High copays and lackluster mobile apps are a drag on customer satisfaction, the findings showed. Since 2017, satisfaction increased across nearly all factors in the study, except for cost and mobile app. The decline in cost satisfaction is directly related to high co-pays for physician office visits.
Overall satisfaction scores are 254 points higher when members perceive their plan actively keeps out-of-pocket costs low, help to coordinate care and that there is enough coverage. Yet 54 percent or fewer of health plan members say their plan delivers on each of these criteria.

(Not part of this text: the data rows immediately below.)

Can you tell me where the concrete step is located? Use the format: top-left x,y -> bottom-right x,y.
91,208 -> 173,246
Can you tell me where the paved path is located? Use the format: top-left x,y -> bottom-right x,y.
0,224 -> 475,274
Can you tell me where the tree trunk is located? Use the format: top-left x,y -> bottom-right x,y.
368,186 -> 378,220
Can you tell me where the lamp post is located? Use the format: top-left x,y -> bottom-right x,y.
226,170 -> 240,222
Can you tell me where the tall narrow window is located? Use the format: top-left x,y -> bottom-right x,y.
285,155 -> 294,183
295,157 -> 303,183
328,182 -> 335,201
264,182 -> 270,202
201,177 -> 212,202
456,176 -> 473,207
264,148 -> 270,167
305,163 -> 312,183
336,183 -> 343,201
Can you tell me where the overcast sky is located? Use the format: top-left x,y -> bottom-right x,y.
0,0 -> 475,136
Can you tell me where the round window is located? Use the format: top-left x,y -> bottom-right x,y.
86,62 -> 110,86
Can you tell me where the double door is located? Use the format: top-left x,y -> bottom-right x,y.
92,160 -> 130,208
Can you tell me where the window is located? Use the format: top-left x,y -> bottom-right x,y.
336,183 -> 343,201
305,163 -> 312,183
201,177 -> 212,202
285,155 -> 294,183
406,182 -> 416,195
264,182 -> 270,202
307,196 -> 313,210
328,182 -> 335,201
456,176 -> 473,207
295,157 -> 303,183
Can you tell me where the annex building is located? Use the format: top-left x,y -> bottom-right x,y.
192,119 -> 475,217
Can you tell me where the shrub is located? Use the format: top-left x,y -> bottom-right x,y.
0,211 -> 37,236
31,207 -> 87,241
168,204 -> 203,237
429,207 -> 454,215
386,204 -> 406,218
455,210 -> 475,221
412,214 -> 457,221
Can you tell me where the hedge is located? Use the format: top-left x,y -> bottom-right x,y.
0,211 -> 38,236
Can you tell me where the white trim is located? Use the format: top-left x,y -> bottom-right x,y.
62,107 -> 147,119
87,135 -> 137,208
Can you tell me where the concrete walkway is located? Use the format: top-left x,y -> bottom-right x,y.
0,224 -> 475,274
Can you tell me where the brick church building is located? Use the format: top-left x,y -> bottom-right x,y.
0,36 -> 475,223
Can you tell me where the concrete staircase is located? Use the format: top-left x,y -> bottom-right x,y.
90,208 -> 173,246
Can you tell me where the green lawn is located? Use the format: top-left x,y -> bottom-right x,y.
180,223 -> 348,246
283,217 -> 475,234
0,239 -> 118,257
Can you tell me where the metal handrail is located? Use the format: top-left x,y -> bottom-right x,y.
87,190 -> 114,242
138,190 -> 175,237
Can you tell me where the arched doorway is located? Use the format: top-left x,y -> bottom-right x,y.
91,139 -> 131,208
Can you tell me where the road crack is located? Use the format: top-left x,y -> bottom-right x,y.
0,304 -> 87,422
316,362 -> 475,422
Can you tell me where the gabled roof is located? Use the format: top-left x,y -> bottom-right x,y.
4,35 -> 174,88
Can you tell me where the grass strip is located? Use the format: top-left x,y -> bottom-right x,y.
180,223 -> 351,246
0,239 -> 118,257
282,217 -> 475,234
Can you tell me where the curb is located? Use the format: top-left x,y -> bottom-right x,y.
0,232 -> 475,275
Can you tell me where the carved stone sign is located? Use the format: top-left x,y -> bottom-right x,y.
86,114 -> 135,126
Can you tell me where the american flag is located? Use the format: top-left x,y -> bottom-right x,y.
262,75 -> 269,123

Meanwhile, alternative treatment channels represent an opportunity for health plans. Growing customer interest in telehealth, urgent care and retail clinics could help alleviate challenges posed by high co-pays.
Among all health plan members, 48 percent say they are either very or somewhat likely to consider telehealth options. That number jumps to 51 percent among Generation Y members. Additionally, 32 percent of all health plan members visited urgent care facilities. Digital access to personal health data and improved coordination of care could encourage further use of these lower-cost treatment channels.
There are promising benefit and cost trends among 28 association health plans, or AHPs, recently launched in 13 states, data released this year by AssociationHealthPlans.com shows.
The analysis, which offers insights about how the market is responding to a new Department of Labor regulation finalized in June 2018, shows a trend toward comprehensive benefits and double-digit cost savings -- although controversy remains surrounding AHPs, particularly when it comes to consumer protections.
The Department of Labor regulation, which is being implemented in stages, makes it easier for small employers to band together to offer lower-cost "large company" health insurance. The breadth of benefits had been one of the biggest concerns among detractors of association-based insurance.
Yet according to the analysis, no evidence of narrow benefit designs was observed in the new AHP benefit descriptions. And advanced features such as health savings accounts also have a strong presence among the new plans.